Come Get Out, anche Lo schiavista, primo romanzo americano a vincere il Man Booker Prize (pubblicato in Italia da Fazi), racconta la paura con la lente dell’assurdo:

«Non ho mai evaso le tasse, non ho mai barato a carte. Non sono mai entrato al cinema a scrocco, non ho mai mancato di ridare indietro il resto in eccesso a un cassiere di supermercato, incurante delle regole del mercantilismo e delle prospettive di salario minimo. Non ho mai svaligiato una casa, né rapinato un negozio di alcolici. (…) Eppure eccomi qui, nelle cupe sale della Corte Suprema degli Stati Uniti d’America, le mani ammanettate dietro la schiena, il diritto di restare in silenzio che mi ha detto addio da un bel pezzo; seduto su una sedia dall’imbottitura spessa che, proprio come questo paese, non è affatto comoda come sembra».

La sedia non è comoda perché il narratore è in attesa di processo per tentato reato di segregazione: dopo che la polizia ha sparato a suo padre uccidendolo, Bonbon ha deciso di riscattarsi diventando bianco, e perciò, per allenarsi a dominare come un bianco, ha ridotto in schiavitù un anziano afroamericano.

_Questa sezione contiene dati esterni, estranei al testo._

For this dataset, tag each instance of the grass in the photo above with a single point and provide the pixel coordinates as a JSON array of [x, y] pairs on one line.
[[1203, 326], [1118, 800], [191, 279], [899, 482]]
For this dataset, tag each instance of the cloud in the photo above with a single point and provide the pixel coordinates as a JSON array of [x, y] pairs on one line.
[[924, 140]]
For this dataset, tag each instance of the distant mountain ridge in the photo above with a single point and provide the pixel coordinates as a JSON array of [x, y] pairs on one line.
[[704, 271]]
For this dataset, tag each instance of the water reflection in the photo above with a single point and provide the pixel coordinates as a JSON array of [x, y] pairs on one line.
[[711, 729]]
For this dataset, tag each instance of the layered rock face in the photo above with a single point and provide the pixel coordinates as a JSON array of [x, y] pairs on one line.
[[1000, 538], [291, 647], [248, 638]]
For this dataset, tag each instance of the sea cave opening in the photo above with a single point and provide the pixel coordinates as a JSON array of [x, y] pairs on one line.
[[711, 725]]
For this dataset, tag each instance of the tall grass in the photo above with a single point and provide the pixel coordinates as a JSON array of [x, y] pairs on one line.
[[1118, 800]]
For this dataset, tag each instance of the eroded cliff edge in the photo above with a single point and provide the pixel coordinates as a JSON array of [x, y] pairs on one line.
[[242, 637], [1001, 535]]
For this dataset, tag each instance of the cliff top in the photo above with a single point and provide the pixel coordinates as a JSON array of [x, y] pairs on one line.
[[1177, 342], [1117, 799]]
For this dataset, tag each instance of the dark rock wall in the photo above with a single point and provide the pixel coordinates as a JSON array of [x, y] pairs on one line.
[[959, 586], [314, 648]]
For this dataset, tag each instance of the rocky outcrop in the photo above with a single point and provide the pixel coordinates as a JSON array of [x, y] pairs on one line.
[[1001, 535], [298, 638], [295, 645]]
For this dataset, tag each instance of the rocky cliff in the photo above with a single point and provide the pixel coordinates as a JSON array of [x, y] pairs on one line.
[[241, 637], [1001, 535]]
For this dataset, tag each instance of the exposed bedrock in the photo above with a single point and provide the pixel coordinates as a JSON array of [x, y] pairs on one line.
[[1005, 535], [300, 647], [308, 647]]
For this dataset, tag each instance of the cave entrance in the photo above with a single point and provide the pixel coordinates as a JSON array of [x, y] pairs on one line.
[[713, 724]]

La scomodità dell’America, la paura, lo straniamento li racconta anche la poetessa Claudia Rankine, che nelle sue brevi prose Citizen: An American Lyric (National Book Critic Circle Award, uscirà in italiano per 66thand2nd) ha definito in tanti paragrafi di precisione le situazioni della vita in cui si è sentita a disagio nella società dei bianchi. Un giorno chiede a un amico di prendere il figlio a scuola e si ritrova una scena di sirene spiegate davanti casa per colpa del “menacing black guy”, l’amico di famiglia, colpevole di stare in piedi fuori casa di Rankine con aria nervosa. Sono stati i vicini di casa bianchi a far intervenire quattro macchine della polizia, non riconoscendo l’uomo che in effetti gli era noto. Oppure c’è l’amica bianca che soprappensiero chiama Rankine con il nome della propria donna di servizio nera. Il disagio in Citizen è tutto molto sottile:

«Lui ti racconta che il suo decano lo sta costringendo ad assumere una persona di colore quando ci sono tanti grandi scrittori in giro. (…) Perché non ti crea problema dirmi una cosa del genere?».

Una volta accettata questa narrazione del disagio e dello straniamento, diventano più intelligibili fenomeni come la vittoria di Moonlight agli Oscar di quest’anno. La cosa importante non è tanto la vittoria di un film indipendente nero dopo che l’anno prima l’Academy era stata accusata di premiare solo bianchi, quanto l’epicissimo fail organizzativo della serata: il premio è stato consegnato per sbaglio al bianchissimo La La Land, che – coincidenza affascinante – racconta di un jazzista bianco che vuole salvare il jazz… Un pasticcio emblematico dei tempi, che accostato ai libri qui citati o al film di Jordan Peele conferma il senso di assurdo in cui vivono gli afroamericani dopo Obama.

Forse è Danny Glover, autore della serie di neorealismo psichedelico Atlanta, a fornire una prima pragmatica soluzione, pretendendo dal canale FX una writers’ room di soli autori neri. «Volevo mostrare ai bianchi che non sanno niente della cultura nera», ha detto a Rembert Browne del New York Magazine. «Ci sono cose talmente sottili e nere che la gente non ha idea di che cosa stiamo parlando».